Nas unidades em funcionamento no pólo, existe uma força de trabalho de dois mil 902 trabalhadores.

De acordo com Paulino de Carvalho, geralmente os empresários dos pólos industriais têm como áreas de intervenção as indústrias alimentares, químicas, transformadoras e de outros  serviços básicos.

O Pólo de Desenvolvimento Industrial da Caála não foge à regra. O exemplo é o da fábrica de carteiras LSCG- Construções que já está a produzir um produto com impacto não só na província do Huambo, como também noutras partes do país.

Esta fábrica tem uma capacidade de produção de duas mil carteiras/mês, o que perfaz 24 mil/ano. “Com o andar da carruagem”, esta produção vai ajudar, sobremaneira, as necessidades de carteira das escolas do país.

Maior parte dos trabalhadores desta fábrica é jovem, sendo 45 angolanos e quatro expatriados, de nacionalidade chinesa. Os chineses prestam o suporte técnico, pois, quer a matéria-prima (ferro e madeira trabalhada), quer as máquinas, são provenientes da China.

De acordo com Paulino de Carvalho, o Pólo da Caála pretende atingir um universo de seis mil trabalhadores na primeira fase de implementação e quatro mil na segunda. Isso vai dar uma ordem de 10 mil funcionários.

O acesso ao emprego é, assim, uma das razões dos esforços que têm sido feitos pelo Governo e parceiros, para a diversificação da economia nacional.
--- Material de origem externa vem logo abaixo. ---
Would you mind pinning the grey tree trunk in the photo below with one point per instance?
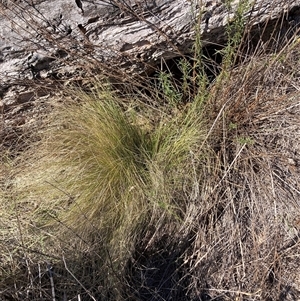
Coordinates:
(131, 35)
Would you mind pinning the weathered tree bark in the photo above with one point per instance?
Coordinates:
(38, 35)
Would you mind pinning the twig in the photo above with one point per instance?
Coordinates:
(86, 290)
(51, 281)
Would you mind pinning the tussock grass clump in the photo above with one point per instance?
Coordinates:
(107, 175)
(193, 197)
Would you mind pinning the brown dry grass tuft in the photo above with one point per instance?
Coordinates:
(235, 234)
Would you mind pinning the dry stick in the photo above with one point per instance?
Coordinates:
(86, 290)
(51, 281)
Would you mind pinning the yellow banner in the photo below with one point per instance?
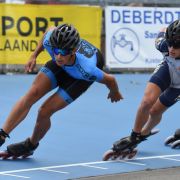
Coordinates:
(22, 26)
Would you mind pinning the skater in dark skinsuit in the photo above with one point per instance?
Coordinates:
(75, 65)
(162, 91)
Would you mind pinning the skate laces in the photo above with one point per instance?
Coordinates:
(4, 134)
(29, 145)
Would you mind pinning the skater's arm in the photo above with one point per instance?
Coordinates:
(112, 85)
(32, 60)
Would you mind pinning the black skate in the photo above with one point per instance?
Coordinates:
(125, 148)
(19, 150)
(3, 136)
(174, 140)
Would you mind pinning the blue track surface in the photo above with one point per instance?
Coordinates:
(81, 133)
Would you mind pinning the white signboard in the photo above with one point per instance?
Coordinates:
(131, 33)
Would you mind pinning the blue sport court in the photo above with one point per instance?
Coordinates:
(81, 133)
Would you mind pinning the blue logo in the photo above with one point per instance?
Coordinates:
(125, 45)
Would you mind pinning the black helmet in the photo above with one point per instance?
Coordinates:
(173, 32)
(65, 36)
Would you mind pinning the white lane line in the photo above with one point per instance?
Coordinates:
(88, 163)
(55, 171)
(24, 177)
(97, 167)
(130, 162)
(171, 159)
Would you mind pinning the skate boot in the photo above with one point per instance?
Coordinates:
(174, 140)
(125, 148)
(16, 150)
(3, 136)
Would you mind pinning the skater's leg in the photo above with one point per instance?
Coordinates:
(39, 88)
(154, 118)
(43, 123)
(151, 95)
O Pólo de Desenvolvimento Industrial da Caála está situado numa área adjacente à via-férrea dos Caminhos-de-Ferro de Benguela. Esta localização, segundo o gestor do pólo, é uma mais-valia, porquanto, muitos investidores, especialmente estrangeiros, podem transportar as matérias-primas e demais bens do Porto do Lobito, na província de Benguela, para a do Huambo, em pouco tempo, sem constrangimento.

Com a implementação de várias fábricas nos pólos industriais, poder-se-á, deste modo, inverter, substancialmente, a importação de bens que se irão produzir no país. Com isso, ganharão os cidadãos, os agentes económicos e o Estado.